Düşünce bastırma bir tür motive edilmiş unutma bir birey bilinçli olarak belirli bir düşünce hakkında düşünmeyi bırakmaya çalıştığında.[1][2] Genellikle ile ilişkilendirilir obsesif kompulsif bozukluk (OKB).[3] OKB, bir kişinin defalarca (genellikle başarısız bir şekilde) önlemeye veya "etkisiz hale getirmeye" çalıştığı zamandır müdahaleci üzücü düşünceler bir veya daha fazla ortalanmış takıntılar. Bunun bir nedeni olduğu da düşünülmektedir. hafıza engelleme, düşün / düşünmeme paradigmasını kullanan araştırmada gösterildiği gibi.[4] Düşünce bastırma hem zihinsel hem de davranışsal seviyelerle ilgilidir ve muhtemelen niyetin tersine ironik etkilere yol açar. İronik süreç teorisi[5] paradoksal etkiyi açıklayabilen bilişsel bir modeldir.

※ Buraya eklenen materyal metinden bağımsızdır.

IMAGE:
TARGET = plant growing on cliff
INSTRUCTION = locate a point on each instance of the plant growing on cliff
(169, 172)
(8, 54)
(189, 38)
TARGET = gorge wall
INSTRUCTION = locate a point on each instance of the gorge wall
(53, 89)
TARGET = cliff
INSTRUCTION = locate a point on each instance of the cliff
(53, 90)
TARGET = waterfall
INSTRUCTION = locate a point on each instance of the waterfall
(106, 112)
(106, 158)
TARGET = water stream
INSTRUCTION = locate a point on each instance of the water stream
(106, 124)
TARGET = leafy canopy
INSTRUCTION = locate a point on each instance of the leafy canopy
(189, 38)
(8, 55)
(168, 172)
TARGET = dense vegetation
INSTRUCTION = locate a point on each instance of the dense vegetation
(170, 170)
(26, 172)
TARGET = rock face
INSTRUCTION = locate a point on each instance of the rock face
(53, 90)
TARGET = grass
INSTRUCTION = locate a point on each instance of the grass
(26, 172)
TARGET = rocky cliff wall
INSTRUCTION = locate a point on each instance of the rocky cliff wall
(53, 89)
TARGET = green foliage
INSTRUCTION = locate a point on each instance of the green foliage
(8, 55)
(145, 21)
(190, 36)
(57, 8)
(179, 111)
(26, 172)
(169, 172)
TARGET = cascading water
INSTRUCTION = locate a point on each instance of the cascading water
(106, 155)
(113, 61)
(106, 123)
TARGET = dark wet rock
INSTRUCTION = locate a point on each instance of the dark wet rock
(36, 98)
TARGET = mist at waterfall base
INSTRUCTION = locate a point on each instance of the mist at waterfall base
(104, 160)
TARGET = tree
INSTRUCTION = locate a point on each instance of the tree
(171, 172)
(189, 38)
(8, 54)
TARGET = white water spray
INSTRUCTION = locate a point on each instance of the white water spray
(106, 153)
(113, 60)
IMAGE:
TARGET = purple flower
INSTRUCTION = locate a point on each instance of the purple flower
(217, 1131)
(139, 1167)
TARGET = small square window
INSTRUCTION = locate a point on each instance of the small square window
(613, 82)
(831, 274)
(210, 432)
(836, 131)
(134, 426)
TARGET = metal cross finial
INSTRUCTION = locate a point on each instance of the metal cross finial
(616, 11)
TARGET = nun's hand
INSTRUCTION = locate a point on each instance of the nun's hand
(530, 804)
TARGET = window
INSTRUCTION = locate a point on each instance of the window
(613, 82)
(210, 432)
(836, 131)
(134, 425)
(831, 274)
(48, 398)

Bir birey düşünceleri yüksek seviyelerde bastırmaya çalıştığında bilişsel yük Bu düşüncelerin sıklığı artar ve eskisinden daha erişilebilir hale gelir.[6][7] Kanıtlar, insanların düşüncelerinin davranışa dönüştürülmesini engelleyebileceğini göstermektedir. kendi kendini izleme yüksektir; bu otomatik davranışlar için geçerli değildir ve gizli, bilinçsiz eylemlerle sonuçlanabilir.[8] Bu fenomen, bir kişinin sahip olduğu dikkat dağıtıcı unsurların miktarını artırarak paradoksal olarak daha kötü hale getirilir, ancak bu alandaki deneyler, doğal süreçleri doğru şekilde yansıtan veya yansıtmayan kişisel olmayan eşzamanlı görevleri kullanmakla eleştirilebilir. bireysel farklılıklar.

Ampirik çalışma, 1980'ler

Düşünce bastırmanın ve etkisinin araştırılabilmesi için, araştırmacıların zihinde devam eden süreçleri kaydetme yöntemlerini bulması gerekiyordu. Bu amaçla tasarlanmış bir deney, Wegner, Schneider, Carter & White.[9] Katılımcılardan beş dakika boyunca belirli bir hedefi (örneğin beyaz ayı) düşünmemelerini istediler, ancak düşündülerse bir zil çalmaları söylendi. Bundan sonra katılımcılara, önümüzdeki beş dakika boyunca hedef hakkında düşünmeleri söylendi. Düşünce bastırmayı kullananlarda, kullanmayanlara göre istenmeyen düşüncelerin daha sık meydana geldiğine dair kanıtlar vardı. Ayrıca, ikinci aşamada, düşünce bastırmayı kullanmış olanların, düşünce bastırmayı kullanmayanlara göre daha yüksek bir hedef düşünce sıklığına sahip olduklarına dair kanıtlar da vardı; daha sonra geri tepme etkisini icat etti.[10] Bu etki tekrarlanmıştır ve hatta "yeşil tavşan" düşüncesi gibi mantıksız hedeflerle bile yapılabilir.[11] Bu çıkarımlardan, Wegner[5] sonunda "ironik süreç teorisi ".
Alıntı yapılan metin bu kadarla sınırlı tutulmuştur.